Exercice moralement ambigu ou conte qui aide à grandir ? La question est posée.
De passage à Chicago et en visite à sa célèbre Université, nous avons interrogé Mme Judith Helen Winnicott, élève du célèbre Pr Bruno Bettelheim, l’auteur du réputé Psychanalyse des Contes de fées. Mme Winnicott y est directrice, depuis la disparition de son maître en 1990, de l’École Orthogénique de l’Université, école consacrée aux soins et à l’éducation des enfants émotionnellement perturbés. Ne le sommes-nous pas tous un petit peu ?
Mme Winnicott, une question nous taraude, en ce 25 Décembre, jour où les enquêtes en milieu scolaire tendraient à montrer que près de 60% des enfants croient encore au Père Noël : qu’en est-il de la balance bénéfices / risques, nous utilisons à dessein cette formule néolibérale, qu’en est-il exactement des conséquences de cette croyance, de ce mensonge sur la psychologie des bambins ? Qu’espérer, que redouter ?
Cher ami, il n’y a pas de réponse simple à votre question, tant vous le savez, le mensonge est aussi un moyen de réconfort.
L’adulte réconfortant un enfant en lui disant que son idole disparue repose maintenant au paradis des idoles, à l’Île de Saint-Barthélemy, fait sans doute mieux que celui qui lui dit la vérité : Johnny est retourné dans le grand cycle du carbone.
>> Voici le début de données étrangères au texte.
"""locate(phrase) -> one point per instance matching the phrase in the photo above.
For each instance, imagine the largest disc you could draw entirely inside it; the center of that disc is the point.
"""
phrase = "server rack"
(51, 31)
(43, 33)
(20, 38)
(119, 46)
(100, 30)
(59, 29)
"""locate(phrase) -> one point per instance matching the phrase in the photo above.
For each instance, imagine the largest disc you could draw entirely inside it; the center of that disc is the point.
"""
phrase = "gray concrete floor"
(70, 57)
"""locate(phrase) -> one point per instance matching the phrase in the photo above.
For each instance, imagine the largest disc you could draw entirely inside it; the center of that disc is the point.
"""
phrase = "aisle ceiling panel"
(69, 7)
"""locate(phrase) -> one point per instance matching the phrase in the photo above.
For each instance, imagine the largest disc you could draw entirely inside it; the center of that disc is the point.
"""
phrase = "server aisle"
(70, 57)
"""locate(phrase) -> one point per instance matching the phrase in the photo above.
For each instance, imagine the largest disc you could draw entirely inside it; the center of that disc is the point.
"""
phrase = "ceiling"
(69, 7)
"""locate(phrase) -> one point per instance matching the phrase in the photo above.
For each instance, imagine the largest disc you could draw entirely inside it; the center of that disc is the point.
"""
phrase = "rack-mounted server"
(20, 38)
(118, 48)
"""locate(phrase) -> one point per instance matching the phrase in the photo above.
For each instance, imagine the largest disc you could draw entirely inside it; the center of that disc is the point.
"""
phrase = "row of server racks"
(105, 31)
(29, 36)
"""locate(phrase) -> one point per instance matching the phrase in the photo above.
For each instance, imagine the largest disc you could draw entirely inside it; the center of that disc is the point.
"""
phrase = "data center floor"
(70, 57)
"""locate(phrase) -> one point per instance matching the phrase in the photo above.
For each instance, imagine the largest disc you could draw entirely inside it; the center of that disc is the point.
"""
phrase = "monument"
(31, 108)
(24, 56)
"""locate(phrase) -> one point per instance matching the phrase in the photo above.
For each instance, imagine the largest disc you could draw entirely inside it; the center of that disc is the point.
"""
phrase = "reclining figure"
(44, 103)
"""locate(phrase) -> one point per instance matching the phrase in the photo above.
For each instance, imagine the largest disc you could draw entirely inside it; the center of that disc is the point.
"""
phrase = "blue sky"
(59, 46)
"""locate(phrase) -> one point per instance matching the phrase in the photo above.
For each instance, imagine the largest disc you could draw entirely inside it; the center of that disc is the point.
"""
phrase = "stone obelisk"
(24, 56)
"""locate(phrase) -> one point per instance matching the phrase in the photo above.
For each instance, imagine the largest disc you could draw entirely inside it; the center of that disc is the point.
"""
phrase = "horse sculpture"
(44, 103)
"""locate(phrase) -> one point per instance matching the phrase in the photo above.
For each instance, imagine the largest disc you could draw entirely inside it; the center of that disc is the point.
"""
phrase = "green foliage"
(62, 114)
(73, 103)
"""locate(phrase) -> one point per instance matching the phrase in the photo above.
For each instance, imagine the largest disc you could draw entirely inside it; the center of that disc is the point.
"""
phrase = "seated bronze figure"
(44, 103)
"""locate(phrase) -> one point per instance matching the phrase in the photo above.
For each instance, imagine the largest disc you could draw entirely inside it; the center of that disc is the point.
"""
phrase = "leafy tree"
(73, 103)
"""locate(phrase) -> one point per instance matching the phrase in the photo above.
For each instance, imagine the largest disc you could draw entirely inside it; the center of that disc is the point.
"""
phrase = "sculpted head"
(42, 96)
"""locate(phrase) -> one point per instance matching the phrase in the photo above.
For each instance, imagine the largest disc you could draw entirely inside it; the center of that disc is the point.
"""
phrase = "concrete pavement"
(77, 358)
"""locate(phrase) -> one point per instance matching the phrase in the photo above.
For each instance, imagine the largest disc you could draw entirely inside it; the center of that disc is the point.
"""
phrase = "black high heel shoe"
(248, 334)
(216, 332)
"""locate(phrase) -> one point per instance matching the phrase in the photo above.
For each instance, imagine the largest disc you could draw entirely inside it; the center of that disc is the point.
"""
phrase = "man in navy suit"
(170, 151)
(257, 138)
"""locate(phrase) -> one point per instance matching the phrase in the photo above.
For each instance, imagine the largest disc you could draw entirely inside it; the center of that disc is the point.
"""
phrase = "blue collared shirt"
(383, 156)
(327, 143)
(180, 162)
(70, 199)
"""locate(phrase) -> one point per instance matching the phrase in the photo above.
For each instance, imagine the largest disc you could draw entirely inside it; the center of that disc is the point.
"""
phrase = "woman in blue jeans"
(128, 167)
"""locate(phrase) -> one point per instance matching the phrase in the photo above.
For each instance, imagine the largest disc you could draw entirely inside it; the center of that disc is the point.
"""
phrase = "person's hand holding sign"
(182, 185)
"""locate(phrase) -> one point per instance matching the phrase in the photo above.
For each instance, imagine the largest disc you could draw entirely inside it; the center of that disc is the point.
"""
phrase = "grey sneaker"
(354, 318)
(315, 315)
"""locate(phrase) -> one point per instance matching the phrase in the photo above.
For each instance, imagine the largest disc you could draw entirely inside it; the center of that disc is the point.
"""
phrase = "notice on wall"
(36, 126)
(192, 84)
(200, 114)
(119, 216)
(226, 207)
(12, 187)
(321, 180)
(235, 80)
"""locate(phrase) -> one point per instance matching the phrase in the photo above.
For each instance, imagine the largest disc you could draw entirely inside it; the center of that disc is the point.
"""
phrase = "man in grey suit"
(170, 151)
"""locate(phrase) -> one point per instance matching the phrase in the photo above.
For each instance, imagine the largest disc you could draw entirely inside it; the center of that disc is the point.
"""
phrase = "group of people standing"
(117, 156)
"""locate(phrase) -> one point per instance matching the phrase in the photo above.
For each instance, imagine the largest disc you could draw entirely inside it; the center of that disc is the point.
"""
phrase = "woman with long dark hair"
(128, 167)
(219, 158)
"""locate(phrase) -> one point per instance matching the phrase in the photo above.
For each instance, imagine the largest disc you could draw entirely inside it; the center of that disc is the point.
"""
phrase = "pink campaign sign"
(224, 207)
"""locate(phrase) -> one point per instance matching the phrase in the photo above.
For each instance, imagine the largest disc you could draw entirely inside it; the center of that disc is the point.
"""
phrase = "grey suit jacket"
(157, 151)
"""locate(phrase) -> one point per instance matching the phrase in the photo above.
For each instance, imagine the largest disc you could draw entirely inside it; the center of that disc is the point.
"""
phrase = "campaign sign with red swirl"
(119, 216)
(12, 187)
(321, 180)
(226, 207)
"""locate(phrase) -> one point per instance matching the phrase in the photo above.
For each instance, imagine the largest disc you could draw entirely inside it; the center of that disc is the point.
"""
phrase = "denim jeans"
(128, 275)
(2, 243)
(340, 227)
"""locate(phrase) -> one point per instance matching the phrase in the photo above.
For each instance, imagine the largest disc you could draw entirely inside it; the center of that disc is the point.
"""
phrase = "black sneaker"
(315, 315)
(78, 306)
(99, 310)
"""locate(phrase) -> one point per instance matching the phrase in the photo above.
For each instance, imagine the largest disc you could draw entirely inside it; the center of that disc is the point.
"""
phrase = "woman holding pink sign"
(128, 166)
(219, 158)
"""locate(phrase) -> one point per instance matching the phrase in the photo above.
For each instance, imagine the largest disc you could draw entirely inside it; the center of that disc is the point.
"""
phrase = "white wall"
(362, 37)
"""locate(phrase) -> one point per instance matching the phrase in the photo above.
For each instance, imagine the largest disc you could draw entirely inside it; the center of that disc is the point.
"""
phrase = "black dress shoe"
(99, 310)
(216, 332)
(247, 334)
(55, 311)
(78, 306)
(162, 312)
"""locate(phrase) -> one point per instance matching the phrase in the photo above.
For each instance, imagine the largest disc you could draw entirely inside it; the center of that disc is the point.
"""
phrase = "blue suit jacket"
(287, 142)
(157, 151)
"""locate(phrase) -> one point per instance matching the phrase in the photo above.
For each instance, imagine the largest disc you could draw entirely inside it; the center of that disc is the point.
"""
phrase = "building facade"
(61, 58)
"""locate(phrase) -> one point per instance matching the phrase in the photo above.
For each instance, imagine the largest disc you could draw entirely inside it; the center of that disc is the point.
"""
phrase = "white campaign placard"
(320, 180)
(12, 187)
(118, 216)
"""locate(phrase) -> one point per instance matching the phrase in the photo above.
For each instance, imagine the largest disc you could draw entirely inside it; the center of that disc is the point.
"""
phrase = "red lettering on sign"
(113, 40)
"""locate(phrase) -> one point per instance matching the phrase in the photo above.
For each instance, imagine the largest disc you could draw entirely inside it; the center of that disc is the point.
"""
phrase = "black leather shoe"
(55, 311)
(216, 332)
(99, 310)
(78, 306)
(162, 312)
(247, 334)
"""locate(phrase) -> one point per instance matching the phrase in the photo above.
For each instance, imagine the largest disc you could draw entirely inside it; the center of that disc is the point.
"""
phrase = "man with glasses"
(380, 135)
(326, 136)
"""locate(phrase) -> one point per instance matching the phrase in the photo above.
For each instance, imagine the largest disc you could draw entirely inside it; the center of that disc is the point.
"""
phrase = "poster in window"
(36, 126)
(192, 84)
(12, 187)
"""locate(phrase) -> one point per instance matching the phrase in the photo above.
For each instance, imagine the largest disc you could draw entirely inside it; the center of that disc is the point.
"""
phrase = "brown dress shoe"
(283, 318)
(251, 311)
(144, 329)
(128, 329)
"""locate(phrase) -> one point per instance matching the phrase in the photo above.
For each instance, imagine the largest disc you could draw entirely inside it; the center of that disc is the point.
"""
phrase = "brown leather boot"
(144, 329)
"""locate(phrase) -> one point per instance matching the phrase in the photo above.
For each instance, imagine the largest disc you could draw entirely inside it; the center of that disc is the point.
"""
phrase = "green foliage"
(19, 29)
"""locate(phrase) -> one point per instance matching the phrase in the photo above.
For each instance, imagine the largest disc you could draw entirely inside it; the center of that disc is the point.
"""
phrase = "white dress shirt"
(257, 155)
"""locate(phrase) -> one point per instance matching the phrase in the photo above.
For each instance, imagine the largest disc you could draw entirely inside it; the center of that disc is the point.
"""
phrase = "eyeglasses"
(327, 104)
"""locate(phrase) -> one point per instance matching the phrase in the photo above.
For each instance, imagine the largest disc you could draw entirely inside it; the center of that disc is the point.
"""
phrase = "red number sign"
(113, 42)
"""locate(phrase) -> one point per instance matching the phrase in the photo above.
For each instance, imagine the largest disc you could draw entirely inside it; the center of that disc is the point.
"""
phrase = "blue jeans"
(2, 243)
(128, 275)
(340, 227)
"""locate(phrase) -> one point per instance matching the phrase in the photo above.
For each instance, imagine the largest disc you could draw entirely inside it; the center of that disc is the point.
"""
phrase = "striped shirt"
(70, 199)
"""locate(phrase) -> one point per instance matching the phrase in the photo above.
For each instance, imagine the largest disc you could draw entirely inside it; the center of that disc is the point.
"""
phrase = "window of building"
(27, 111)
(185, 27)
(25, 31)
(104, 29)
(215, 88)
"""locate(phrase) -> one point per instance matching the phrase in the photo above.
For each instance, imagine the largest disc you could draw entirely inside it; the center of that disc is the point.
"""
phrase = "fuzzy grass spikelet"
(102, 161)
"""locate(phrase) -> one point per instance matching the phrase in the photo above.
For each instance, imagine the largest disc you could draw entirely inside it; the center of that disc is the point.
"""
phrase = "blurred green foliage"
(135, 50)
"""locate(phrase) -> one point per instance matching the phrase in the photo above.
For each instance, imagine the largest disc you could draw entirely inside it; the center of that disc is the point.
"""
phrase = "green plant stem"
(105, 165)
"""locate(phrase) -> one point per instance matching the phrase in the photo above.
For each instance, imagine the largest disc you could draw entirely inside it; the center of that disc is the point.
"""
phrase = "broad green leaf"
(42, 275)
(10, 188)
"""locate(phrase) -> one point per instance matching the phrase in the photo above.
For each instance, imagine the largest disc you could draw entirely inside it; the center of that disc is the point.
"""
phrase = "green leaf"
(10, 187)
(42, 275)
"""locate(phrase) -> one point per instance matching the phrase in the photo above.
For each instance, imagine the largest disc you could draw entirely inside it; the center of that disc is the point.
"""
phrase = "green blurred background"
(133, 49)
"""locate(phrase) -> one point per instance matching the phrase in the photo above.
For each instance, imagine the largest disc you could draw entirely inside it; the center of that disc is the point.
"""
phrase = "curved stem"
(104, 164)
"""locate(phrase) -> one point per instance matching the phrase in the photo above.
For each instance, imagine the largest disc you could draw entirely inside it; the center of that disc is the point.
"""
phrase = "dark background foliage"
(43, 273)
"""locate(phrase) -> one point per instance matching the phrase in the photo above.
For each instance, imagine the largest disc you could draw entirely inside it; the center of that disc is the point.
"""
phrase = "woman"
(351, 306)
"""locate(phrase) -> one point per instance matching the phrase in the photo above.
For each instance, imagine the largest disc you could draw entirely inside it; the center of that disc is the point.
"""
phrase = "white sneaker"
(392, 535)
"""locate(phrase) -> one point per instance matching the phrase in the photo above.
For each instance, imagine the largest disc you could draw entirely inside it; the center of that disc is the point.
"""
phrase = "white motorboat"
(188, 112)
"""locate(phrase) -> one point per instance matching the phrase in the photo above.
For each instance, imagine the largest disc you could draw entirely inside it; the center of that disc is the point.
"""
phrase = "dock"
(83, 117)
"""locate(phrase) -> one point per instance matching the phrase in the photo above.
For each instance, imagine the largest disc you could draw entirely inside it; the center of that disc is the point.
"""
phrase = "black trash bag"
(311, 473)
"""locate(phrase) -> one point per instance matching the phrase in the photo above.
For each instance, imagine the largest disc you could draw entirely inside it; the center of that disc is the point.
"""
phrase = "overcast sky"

Certes, Mme Winnicott, mais mentir aux enfants à propos du Père Noël, c’est d’abord tromper leur confiance. Un jour, ils découvriront probablement la vérité – ils y auront entre-temps laissé quelques plumes – la désillusion sera terrible. Apprendre en pleine cour de récré qu’on a été si longtemps trompé ne peut être que traumatisant. Et la désillusion n’est pas forcément synonyme de lucidité. Qui sait alors sur quelle créature, puisqu’il n’y aura plus de Père Noël, reporteront-ils leurs affects, leur besoin d’espoir et d’amour ?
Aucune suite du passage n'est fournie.